Voir les lieux du lycée d’une manière nouvelle et redécouvrir couloirs et escaliers.

J’ai filmé des séquences dans l’enceinte du lycée, de sorte que l’on se retrouve à marcher au plafond en suivant la progression de la caméra. J’ai joué sur les hauteurs, le sol, les murs et le plafond afin de recréer un espace nouveau pourtant bien existant (le plafond).

Des personnes évoluent dans l’espace, nous les croisons ou les regardons progresser à leurs rythmes mais l’endroit et l’envers sont bousculés. Tout cela amène de l’étrangeté aux lieux ; qui sont donc ces personnes que la gravité ne semble pas affecter ?


Eric (Flash Video de 1.9 Mo)

première version : "le nouveau monde"

J’ai trouvé intéressant le concept de montrer le monde sous nos pieds, avancer et voir le sol de tous les jours changer. Tous les jours nous passons dessus sans forcément le voir : j’ai voulu souligner ça.

J’ai choisi aussi le concept d’échanger les portables car je l’ai vu dans une pub autrefois, où des personnes se donnaient des objets et continuaient le travail de la personne précédente. Je trouvais cela attractif, original et divertissant.

Pour la musique, j’ai fait deux vidéos car la première musique, "le nouveau monde", représente le côté beau et simple de ce qui défile sous nos pieds.
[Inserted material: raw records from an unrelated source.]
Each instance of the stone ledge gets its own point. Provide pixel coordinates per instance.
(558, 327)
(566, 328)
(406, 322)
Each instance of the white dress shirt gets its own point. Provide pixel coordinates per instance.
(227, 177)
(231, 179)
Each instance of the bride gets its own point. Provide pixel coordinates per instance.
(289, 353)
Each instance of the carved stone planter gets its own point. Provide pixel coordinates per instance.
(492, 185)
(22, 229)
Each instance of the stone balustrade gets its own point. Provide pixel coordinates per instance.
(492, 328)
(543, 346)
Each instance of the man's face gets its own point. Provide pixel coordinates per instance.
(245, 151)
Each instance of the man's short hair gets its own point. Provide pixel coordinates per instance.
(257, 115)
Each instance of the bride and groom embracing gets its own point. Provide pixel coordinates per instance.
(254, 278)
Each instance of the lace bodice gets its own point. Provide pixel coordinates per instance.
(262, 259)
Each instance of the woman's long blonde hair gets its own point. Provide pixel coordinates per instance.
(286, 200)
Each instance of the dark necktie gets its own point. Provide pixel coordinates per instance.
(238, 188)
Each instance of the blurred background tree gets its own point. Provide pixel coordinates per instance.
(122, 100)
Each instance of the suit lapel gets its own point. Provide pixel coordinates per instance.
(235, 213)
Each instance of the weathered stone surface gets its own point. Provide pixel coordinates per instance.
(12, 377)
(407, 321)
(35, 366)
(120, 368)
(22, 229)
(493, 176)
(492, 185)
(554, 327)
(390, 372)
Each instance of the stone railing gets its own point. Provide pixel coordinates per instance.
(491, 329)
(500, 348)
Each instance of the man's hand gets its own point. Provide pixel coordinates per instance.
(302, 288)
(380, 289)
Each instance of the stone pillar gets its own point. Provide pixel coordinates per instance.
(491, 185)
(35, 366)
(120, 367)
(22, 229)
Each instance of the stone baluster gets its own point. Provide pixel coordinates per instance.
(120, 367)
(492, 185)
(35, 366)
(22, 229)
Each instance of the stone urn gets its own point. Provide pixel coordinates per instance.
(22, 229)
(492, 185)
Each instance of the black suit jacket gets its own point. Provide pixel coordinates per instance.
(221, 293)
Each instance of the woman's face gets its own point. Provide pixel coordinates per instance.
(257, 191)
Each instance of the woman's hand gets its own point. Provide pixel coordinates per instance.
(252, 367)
La chanson parle justement d’un nouveau monde qui s’offre à nous tous comme le thème que je propose.

Eric_1-wmv (Flash Video de 1.6 Mo)

Seconde version d’Éric : "le nouveau sombre"

La deuxième musique a un aspect provocateur légèrement désordonné ; j’ai beaucoup apprécié ce décalage avec la première et ce désordre.


Cette vidéo a été réalisée en fin d’année et présentée comme une œuvre bilan par Éric.

Il serait intéressant de faire le lien entre ce qui vient d’être lu précédemment et ce qui a été produit lors du séjour artistique au château d’Oiron avec l’artiste intervenant Hervé Trioreau.